When trying to evaluate the definite integral

int(0,6,abs(2*sin(e^(x/4))+1),x)

on the HP-50. The integration never seems to complete (Regardless of whether I am in approximate or exact mode). Can anyone explain the slow evaluation?

Appreciatively,

Chris

In EMU48 via EQW it works fine and gets

this answer (with 10 accurate digits, pay attention to the graph and check if your Number Format is Standard, because then your goal is 12), but only after a little while and using emulation speed. I guess it's Romberg integration, which suffers if the derivatives of the integrand are not continuous, you see that with a small tolerance. Use Approx mode, and change effectively the tolerance via Number Format -> FIX 5, for instance.

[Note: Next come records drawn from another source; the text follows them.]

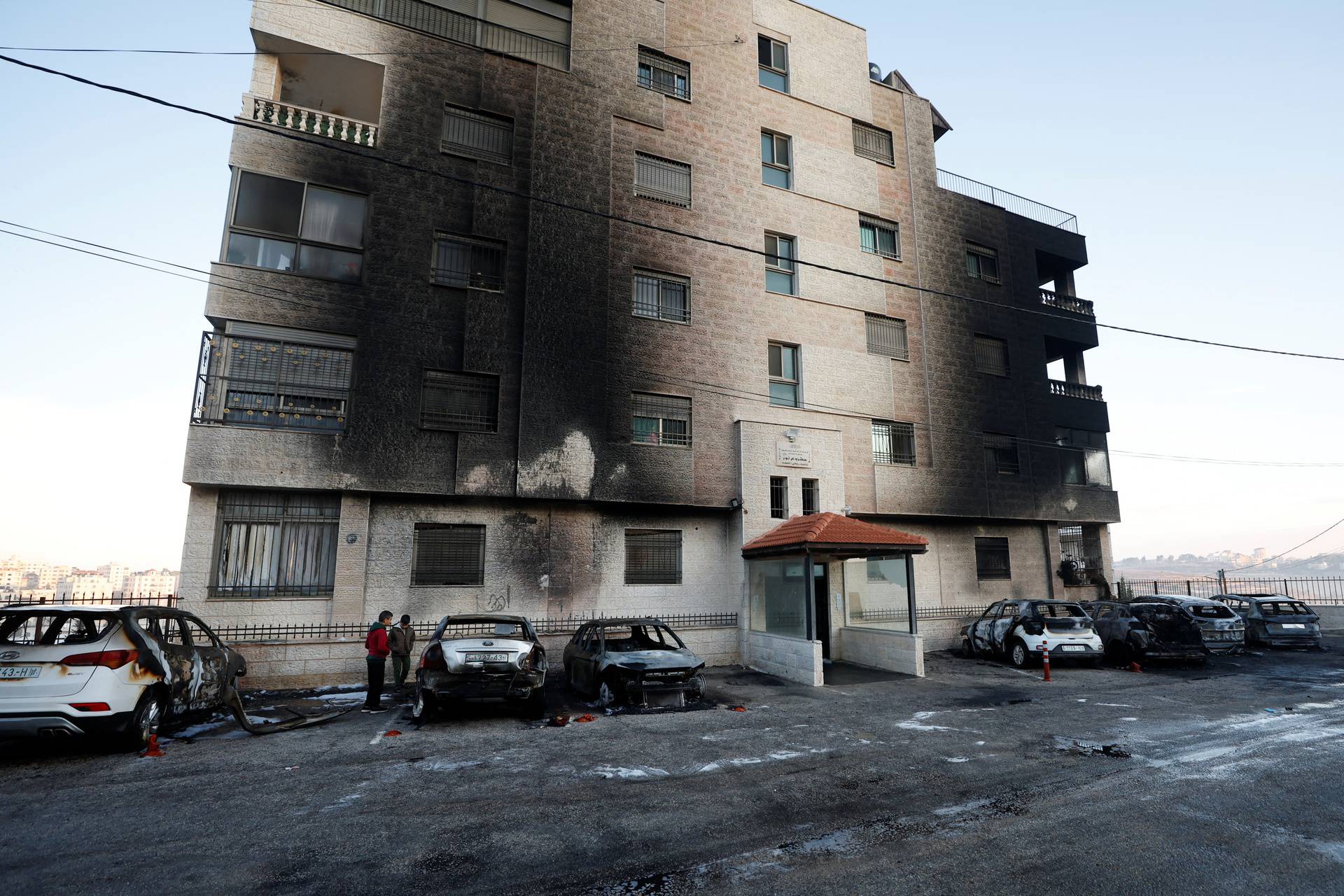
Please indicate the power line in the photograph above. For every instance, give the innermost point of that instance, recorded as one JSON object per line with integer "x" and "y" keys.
{"x": 350, "y": 150}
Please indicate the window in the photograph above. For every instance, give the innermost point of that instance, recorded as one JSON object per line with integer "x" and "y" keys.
{"x": 873, "y": 143}
{"x": 477, "y": 134}
{"x": 660, "y": 419}
{"x": 276, "y": 545}
{"x": 778, "y": 498}
{"x": 664, "y": 74}
{"x": 468, "y": 262}
{"x": 448, "y": 555}
{"x": 776, "y": 160}
{"x": 1084, "y": 458}
{"x": 983, "y": 262}
{"x": 892, "y": 442}
{"x": 276, "y": 378}
{"x": 780, "y": 274}
{"x": 784, "y": 375}
{"x": 811, "y": 498}
{"x": 774, "y": 64}
{"x": 992, "y": 559}
{"x": 460, "y": 402}
{"x": 662, "y": 298}
{"x": 652, "y": 556}
{"x": 991, "y": 355}
{"x": 1002, "y": 454}
{"x": 663, "y": 179}
{"x": 888, "y": 336}
{"x": 879, "y": 237}
{"x": 292, "y": 226}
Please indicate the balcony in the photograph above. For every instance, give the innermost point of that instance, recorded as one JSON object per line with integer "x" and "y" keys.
{"x": 1075, "y": 390}
{"x": 1009, "y": 202}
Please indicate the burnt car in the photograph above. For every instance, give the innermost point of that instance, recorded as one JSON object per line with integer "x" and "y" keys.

When you have an abs function, look if there are points in the interval with a value that could permit two slopes (for a global abs any root will be

). There's the trouble: at some point it won't converge for a subinterval there.

My 50g comes up with an answer of about 12.5733 in STD display after the maximum 64K-1 function evaluations. It comes up with 12.5726 in 4 FIX after only 63 evaluations.

I suspect the noncontinuous derivatives at about x=5.2 has a lot to do with it. Removing the ABS, it comes up with a result after 255 evaluations in STD.